I have a web interface where users can manage their own population of STB hardware. ... What I want to do is allow users to build their own custom sort statements which they can store in a text file.
This means you'd be giving your users the power to run arbitrary Perl code under whatever user the webserver executes scripts as. So for example, if your web interface has access to a database, you're giving your users the power to access anything in that database that the web interface can, likely including other customer's records. Here you said:
I maintain all instances of the interface
One safer alternative is to give your users a predefined selection of sort orderings. Regexes such as the ones below cover all the cases you showed here. If some other user has yet another custom naming scheme that these orderings don't match, or they want some other arbitrary sort order, then it'd be fairly straightforward for you to add a new set of regexes to the %orderings hash.

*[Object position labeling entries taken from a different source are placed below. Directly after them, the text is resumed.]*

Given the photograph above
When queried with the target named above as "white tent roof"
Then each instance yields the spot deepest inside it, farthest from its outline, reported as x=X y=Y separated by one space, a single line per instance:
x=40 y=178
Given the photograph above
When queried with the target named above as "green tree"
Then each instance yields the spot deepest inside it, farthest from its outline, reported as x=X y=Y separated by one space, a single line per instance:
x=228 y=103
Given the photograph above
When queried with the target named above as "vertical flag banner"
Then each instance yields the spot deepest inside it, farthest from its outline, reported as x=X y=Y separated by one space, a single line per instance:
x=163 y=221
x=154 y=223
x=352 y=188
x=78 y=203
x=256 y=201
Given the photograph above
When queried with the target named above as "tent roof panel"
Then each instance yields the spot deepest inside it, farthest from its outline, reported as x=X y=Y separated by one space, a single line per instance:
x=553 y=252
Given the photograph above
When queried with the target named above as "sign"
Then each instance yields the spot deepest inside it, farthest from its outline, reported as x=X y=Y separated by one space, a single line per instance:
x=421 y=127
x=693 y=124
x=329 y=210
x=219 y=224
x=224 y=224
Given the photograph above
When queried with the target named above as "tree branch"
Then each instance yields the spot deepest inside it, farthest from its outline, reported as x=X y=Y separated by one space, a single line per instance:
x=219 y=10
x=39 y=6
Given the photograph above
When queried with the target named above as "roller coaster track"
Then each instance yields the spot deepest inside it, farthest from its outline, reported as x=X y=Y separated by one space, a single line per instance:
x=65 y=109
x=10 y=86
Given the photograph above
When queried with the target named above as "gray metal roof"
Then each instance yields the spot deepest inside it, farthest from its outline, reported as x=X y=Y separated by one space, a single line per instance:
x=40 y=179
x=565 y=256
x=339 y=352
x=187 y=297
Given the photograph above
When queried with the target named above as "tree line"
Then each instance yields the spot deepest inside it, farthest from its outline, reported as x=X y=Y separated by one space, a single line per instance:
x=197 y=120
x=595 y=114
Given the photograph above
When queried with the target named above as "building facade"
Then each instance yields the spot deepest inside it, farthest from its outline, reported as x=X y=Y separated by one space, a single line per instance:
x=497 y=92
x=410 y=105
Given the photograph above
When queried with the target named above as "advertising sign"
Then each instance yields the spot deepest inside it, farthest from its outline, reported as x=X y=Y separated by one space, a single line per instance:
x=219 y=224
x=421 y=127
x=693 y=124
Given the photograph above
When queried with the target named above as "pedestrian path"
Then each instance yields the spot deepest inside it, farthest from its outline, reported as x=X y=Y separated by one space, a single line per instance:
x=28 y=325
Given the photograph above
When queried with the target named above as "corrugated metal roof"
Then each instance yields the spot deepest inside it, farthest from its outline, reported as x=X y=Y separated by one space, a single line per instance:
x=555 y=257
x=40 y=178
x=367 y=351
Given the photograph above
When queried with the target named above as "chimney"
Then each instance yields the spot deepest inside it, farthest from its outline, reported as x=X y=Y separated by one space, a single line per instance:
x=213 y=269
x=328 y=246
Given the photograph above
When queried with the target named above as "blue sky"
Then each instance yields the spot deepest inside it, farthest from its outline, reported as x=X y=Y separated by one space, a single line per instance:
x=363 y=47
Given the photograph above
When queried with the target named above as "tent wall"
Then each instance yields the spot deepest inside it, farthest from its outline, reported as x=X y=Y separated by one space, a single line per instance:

You would remain in control of the code that gets executed.
use warnings;
use strict;
my @examples = (
[ 'Rack1-Unit2', 'Rack3-Unit1', 'Rack1-Unit1' ],
[ 'R2U3', 'R1U4', 'R10U1', 'R1U1' ],
[ 'R2-U3', 'R1-U4', 'R10-U1', 'R1-U1' ],
);
my $rackre = qr/R(?:ack)?(\d+)/i;
my $unitre = qr/U(?:nit)?(\d+)/i;
my %orderings = (
rackfirst => sub { ($a =~ $rackre)[0] <=> ($b =~ $rackre)[0]
or ($a =~ $unitre)[0] <=> ($b =~ $unitre)[0] },
unitfirst => sub { ($a =~ $unitre)[0] <=> ($b =~ $unitre)[0]
or ($a =~ $rackre)[0] <=> ($b =~ $rackre)[0] },
);
for my $ex (@examples) {
print "Input: @$ex\n";
for my $o (sort keys %orderings) {
my @sorted = sort {&{$orderings{$o}}} @$ex;
print "$o: @sorted\n";
}
}
__END__
Input: Rack1-Unit2 Rack3-Unit1 Rack1-Unit1
rackfirst: Rack1-Unit1 Rack1-Unit2 Rack3-Unit1
unitfirst: Rack1-Unit1 Rack3-Unit1 Rack1-Unit2
Input: R2U3 R1U4 R10U1 R1U1
rackfirst: R1U1 R1U4 R2U3 R10U1
unitfirst: R1U1 R10U1 R2U3 R1U4
Input: R2-U3 R1-U4 R10-U1 R1-U1
rackfirst: R1-U1 R1-U4 R2-U3 R10-U1
unitfirst: R1-U1 R10-U1 R2-U3 R1-U4
(Note a Schwartzian transform could also be used to improve performance.)